The U.K. plans to offer coronavirus vaccines to 16 and 17-year-olds in the next few weeks after the independent body of scientists that makes vaccine recommendations to the government changed its advice.
The four nations of the U.K. all accepted the change from the Joint Committee on Vaccination and Immunization, which now says healthy 16 to 17-year-olds can be offered a first dose of the Pfizer vaccine. They will not need parental consent.
The change, which means another 1.4 million people across the U.K. will be eligible for a first vaccine shot, comes just two weeks after the JCVI recommended against routine vaccinations for those under 18, although it did stress that it would continually assess the evidence.

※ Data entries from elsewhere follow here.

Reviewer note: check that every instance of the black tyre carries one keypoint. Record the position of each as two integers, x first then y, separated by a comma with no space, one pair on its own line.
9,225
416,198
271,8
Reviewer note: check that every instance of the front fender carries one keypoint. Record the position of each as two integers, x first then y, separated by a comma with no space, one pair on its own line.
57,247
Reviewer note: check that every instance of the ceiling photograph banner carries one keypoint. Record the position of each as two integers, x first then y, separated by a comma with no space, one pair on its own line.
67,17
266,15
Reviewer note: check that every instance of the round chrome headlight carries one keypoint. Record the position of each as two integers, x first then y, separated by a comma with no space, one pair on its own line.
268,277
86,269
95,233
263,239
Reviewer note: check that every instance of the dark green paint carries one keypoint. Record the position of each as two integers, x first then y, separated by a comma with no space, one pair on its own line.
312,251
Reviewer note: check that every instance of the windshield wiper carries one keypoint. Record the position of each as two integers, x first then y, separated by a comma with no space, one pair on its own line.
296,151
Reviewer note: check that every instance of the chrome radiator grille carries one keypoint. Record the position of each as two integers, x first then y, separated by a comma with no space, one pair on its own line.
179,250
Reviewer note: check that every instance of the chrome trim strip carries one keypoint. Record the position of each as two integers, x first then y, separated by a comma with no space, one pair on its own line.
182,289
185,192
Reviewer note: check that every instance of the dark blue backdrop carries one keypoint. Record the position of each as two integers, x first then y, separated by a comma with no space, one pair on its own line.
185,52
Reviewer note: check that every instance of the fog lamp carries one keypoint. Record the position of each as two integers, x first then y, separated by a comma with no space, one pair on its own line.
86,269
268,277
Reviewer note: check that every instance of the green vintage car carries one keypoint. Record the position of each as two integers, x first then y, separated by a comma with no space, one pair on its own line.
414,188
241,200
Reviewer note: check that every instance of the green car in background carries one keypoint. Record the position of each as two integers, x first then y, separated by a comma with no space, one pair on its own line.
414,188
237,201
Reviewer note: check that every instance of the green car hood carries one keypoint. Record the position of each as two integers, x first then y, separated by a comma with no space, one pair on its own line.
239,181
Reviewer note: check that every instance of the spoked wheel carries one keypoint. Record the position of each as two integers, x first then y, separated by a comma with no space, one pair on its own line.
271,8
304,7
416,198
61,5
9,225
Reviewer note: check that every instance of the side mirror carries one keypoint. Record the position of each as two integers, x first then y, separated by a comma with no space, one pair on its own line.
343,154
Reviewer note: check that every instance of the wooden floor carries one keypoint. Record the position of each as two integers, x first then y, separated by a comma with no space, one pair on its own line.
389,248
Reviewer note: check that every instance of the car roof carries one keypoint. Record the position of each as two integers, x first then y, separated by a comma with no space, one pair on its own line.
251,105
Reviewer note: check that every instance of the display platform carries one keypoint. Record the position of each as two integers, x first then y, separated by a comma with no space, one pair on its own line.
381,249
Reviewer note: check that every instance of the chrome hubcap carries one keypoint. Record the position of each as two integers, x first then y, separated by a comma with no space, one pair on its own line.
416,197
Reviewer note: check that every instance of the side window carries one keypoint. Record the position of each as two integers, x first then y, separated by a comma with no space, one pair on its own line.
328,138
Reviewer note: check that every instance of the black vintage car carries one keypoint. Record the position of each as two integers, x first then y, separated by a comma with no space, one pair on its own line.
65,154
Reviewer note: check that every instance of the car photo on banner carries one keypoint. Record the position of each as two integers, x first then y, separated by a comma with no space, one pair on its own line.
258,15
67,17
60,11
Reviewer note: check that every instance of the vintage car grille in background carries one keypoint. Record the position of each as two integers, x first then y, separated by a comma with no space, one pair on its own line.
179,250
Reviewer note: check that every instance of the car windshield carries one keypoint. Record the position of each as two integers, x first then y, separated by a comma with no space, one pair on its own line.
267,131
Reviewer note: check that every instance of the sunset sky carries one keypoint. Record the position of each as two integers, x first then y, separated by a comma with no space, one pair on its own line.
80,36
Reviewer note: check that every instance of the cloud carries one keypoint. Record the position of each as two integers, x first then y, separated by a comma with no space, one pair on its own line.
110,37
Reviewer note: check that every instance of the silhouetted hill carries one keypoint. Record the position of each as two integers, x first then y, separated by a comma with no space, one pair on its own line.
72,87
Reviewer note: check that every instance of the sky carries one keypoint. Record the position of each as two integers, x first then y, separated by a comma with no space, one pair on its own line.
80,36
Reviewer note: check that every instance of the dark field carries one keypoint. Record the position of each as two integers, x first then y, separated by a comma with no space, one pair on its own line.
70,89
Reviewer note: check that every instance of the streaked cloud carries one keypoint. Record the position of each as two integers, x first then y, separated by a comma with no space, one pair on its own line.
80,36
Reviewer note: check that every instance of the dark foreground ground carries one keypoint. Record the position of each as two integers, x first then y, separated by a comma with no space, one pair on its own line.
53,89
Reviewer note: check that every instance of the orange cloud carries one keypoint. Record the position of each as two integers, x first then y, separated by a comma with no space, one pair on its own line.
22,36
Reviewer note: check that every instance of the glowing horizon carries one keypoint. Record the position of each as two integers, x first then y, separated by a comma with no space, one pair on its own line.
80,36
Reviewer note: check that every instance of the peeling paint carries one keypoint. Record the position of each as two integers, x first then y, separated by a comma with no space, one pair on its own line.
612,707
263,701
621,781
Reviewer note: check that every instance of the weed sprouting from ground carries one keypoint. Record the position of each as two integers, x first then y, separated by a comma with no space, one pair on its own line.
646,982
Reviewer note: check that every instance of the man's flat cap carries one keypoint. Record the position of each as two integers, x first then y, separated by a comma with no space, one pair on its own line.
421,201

Currently, the only 16 and 17-year-olds being offered the Pfizer vaccine, which has been approved by Britain’s medical regulator for anyone 12 and over, are those with underlying health conditions or those living with vulnerable people.
“While COVID-19 is typically mild or asymptomatic in most young people, it can be very unpleasant for some and for this particular age group, we expect one dose of the vaccine to provide good protection against severe illness and hospitalization,” said Professor Wei Shen Lim, who chairs the JCVI’s COVID-19 program.
The timeline for when the 16 and 17-year-olds will get their second dose has yet to be determined but the scientists will make further recommendations later based on the response to the first dose.
While the British vaccine rollout has been one of the world’s fastest — with 89% of adults having had one dose and 73% of adults fully vaccinated — the country has been fairly slow in offering vaccine jabs to youths. There have been growing calls for the vaccination drive to be expanded to younger people following a spike in infections this summer as a result of the more transmissible delta variant and the lifting of lockdown restrictions.
Despite Wednesday’s change, the U.K. still lags many other European countries such as France and Germany, which are offering vaccines to children 12 and over. Britain’s JCVI said it will constantly review the data on vaccinating under-16s and update its position accordingly.
Professor Jonathan Van-Tam, England’s deputy chief medical officer, said there was “no time to waste” and that he expects the rollout to start in “a very short number of weeks,” which will coincide with the reopening of schools after the summer break.
The expanded rollout comes amid evidence that the vaccination drive among younger adults in Britain has slowed down in recent weeks, a trend that’s prompted the British government to offer incentives like discounts and free pizza to persuade young people to get the shot.
Wei Shen Lim, the JCVI’s chair, said there had been feedback from some young people who want to have a choice.
“So, they’d like to be offered the vaccine, understand the risks and potential benefits, and therefore make a choice for themselves whether they want to have it or not,” he said.
British Prime Minister Boris Johnson, on a visit Wednesday to Scotland, backed the scientists on their revised position.
“I would just urge all families thinking about this across the country to listen to the JCVI,” he said.